One of the math problems reads: “Each tree has 56 oranges. If eight slaves pick them equally, then how much would each slave pick?”

Another was: “If Frederick got two beatings each day, how many beatings did he get in one week?”

While the school system said the teachers were attempting to incorporate lessons from social studies into math word problems, it’s still hard to imagine that nobody flagged this beforehand as a potential problem. Can you imagine a worksheet being used that discussed how many Jews were burned in a Nazi concentration camp oven?

I speak here as the father of a child who attends a different school in this very same Gwinnett County school district. While we haven’t had anything quite as outrageous as the slavery word problems, we did have our own encounter with racially insensitivity in a teacher a couple of years ago at our daughters’ school. The white teacher, while a fine educator, just did not have the proper level of sensitivity to detect something that we saw as potentially quite harmful to all the children in the class, black and white (and Hispanic).

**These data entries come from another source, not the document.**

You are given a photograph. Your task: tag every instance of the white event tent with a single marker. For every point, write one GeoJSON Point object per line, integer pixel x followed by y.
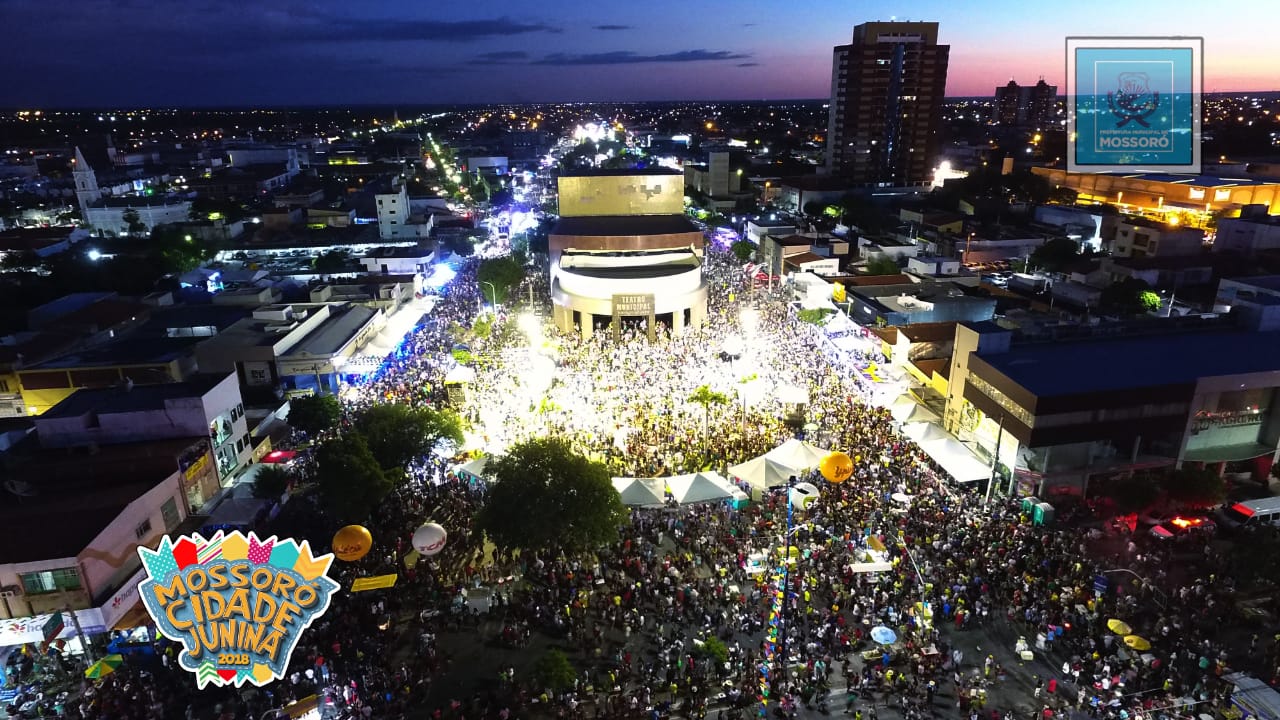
{"type": "Point", "coordinates": [640, 492]}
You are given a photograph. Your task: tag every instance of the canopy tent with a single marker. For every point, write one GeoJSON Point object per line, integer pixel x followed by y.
{"type": "Point", "coordinates": [474, 468]}
{"type": "Point", "coordinates": [924, 432]}
{"type": "Point", "coordinates": [956, 460]}
{"type": "Point", "coordinates": [460, 374]}
{"type": "Point", "coordinates": [640, 492]}
{"type": "Point", "coordinates": [763, 473]}
{"type": "Point", "coordinates": [906, 410]}
{"type": "Point", "coordinates": [699, 487]}
{"type": "Point", "coordinates": [798, 454]}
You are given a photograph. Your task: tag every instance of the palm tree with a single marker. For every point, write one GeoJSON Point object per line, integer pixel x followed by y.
{"type": "Point", "coordinates": [705, 396]}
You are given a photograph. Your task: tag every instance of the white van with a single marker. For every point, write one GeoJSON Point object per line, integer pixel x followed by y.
{"type": "Point", "coordinates": [1249, 513]}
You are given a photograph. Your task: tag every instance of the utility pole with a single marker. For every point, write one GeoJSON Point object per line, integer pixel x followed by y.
{"type": "Point", "coordinates": [995, 459]}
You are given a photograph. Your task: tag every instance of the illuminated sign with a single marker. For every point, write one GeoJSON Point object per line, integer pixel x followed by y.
{"type": "Point", "coordinates": [234, 602]}
{"type": "Point", "coordinates": [1134, 103]}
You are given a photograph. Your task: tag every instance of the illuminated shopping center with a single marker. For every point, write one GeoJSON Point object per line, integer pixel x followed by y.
{"type": "Point", "coordinates": [624, 251]}
{"type": "Point", "coordinates": [1169, 196]}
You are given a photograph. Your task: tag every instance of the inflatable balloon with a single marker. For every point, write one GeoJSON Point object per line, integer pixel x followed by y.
{"type": "Point", "coordinates": [352, 542]}
{"type": "Point", "coordinates": [836, 466]}
{"type": "Point", "coordinates": [429, 540]}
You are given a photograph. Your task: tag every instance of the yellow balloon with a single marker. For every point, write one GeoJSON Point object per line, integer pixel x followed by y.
{"type": "Point", "coordinates": [352, 542]}
{"type": "Point", "coordinates": [836, 466]}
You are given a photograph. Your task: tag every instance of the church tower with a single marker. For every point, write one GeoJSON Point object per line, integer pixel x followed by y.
{"type": "Point", "coordinates": [86, 185]}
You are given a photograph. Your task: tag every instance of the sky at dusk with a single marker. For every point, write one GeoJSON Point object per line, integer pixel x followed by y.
{"type": "Point", "coordinates": [215, 53]}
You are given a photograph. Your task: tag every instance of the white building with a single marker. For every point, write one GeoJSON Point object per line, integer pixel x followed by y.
{"type": "Point", "coordinates": [397, 219]}
{"type": "Point", "coordinates": [72, 541]}
{"type": "Point", "coordinates": [205, 406]}
{"type": "Point", "coordinates": [1249, 233]}
{"type": "Point", "coordinates": [108, 214]}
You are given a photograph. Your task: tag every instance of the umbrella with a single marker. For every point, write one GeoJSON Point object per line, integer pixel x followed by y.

When I was an education reporter in New York, I spent more than a year writing about the school system’s efforts to inculcate the curriculum with the message that our society contains all kinds of families, and that a family with two mommies or two daddies was just as acceptable as one with a mom and dad or just a mommy. That message didn’t go down easily for a lot of people in the city—the curriculum was the subject of a great deal of controversy—but in the end city residents came to terms with the idea that we needed to enlarge our children’s idea of what a family is. The point is that schools have a huge role in helping our children learn how to view themselves and others who are not like them.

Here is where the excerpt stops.